Disclaimer: I am personally quite sceptical of using Git as a deployment tool. A real build / deployment tool will offer many things Git does not do: versioning rules, compilation/preprocessing, managing file permissions etc.. If you "deploy" using Git, these steps usually have to be manual, which sucks. However, you seem to be satisfied with your deployment process in principle, so I'll stop arguing with that.
To address your questions:
Question: Should I be running/checking out the master branch or the
tagged version of master on the production box?
Both can work, but I'd prefer using a tagged version. The files pulled down will be exactly the same, so no difference there. However, using a tagged version is safer in some cases:
- If someone should push to master in the time between tagging and deployment, you still get the right version.

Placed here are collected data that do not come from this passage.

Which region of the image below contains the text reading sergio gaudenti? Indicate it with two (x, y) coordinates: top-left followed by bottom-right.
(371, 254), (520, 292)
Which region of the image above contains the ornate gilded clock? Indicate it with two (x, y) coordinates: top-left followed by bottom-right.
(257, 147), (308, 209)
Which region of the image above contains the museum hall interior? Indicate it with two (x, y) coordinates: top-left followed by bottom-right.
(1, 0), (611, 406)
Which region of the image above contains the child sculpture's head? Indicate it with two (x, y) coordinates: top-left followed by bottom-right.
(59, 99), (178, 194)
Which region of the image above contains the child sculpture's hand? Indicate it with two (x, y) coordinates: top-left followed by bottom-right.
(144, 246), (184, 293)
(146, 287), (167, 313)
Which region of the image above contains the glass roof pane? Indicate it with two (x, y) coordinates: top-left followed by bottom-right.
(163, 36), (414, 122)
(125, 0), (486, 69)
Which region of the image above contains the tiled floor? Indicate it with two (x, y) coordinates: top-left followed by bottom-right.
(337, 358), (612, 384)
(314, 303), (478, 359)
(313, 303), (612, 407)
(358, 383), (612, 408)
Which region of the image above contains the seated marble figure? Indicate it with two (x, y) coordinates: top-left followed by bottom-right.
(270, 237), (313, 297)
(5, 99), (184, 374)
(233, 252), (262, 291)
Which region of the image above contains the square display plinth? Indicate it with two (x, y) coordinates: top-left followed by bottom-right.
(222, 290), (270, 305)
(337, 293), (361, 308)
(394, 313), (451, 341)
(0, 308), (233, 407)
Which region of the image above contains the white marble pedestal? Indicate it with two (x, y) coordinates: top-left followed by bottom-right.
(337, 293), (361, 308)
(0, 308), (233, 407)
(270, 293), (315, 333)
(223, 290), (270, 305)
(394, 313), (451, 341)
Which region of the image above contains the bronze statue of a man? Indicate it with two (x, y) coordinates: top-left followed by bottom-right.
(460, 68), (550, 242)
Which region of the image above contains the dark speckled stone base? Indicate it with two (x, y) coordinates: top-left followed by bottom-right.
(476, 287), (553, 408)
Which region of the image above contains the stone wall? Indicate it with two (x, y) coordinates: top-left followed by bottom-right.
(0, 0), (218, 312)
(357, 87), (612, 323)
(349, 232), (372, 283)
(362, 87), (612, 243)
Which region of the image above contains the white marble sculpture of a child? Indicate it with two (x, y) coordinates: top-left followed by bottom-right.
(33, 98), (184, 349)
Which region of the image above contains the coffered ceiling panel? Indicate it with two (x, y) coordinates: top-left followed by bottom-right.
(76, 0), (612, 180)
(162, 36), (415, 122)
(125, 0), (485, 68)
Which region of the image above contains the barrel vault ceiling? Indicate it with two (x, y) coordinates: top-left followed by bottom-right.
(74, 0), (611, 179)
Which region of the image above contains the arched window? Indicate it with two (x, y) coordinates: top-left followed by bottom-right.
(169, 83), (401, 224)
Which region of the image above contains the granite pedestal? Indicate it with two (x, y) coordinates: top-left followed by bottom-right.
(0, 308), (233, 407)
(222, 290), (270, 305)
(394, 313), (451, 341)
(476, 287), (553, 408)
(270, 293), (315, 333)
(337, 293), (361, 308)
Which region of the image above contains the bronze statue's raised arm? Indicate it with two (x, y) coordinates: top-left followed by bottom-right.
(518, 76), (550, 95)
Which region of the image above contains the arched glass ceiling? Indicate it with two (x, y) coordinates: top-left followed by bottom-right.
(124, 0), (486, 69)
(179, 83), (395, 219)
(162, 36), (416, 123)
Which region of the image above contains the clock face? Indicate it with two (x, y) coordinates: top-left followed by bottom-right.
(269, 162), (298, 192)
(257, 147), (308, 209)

- If someone were to later just run
git pull
on production, with default settings and master
checked out Git would fetch the latest state of master
(whatever that is). If a tag is checked out, nothing will change.
I'm aware that running with a tagged version will do so in a detached
state but I don't really see an issue with that, except for when
needing to do a hotfix?
I really hope you are not implying that you intend to commit (and possibly even develop) hotfixes on production? If yes, then please don't :-).
Anyway: Yes, the detached HEAD state should not be a problem. I'd actually see it as a benefit, as it makes it clear you are not supposed to commit things on production. If you really, really feel you must, you can always create and checkout a branch later when you need to (but please don't).
Finally, a word of advice:
Then, on the production box, we fetch and merge the latest version of
master (by running git pull origin master)
Even if you insist on using Git for deployment, it is not a good idea to use git pull
, because git pull
will automatically perform a merge if the wrong branch was checked out before (or if you even have local commits, which you hopefully don't). The merge will cause you to have an (untested) mix of data from different branches. Rather, I'd recommend you use:
git fetch
git checkout MY_VERSION_TAG
That way, you'll get exactly the files from MY_VERSION_TAG
. In addition to that, I'd strongly recommend you check for local modifications using git status
before the deployment. If any are found, investigate them before deploying.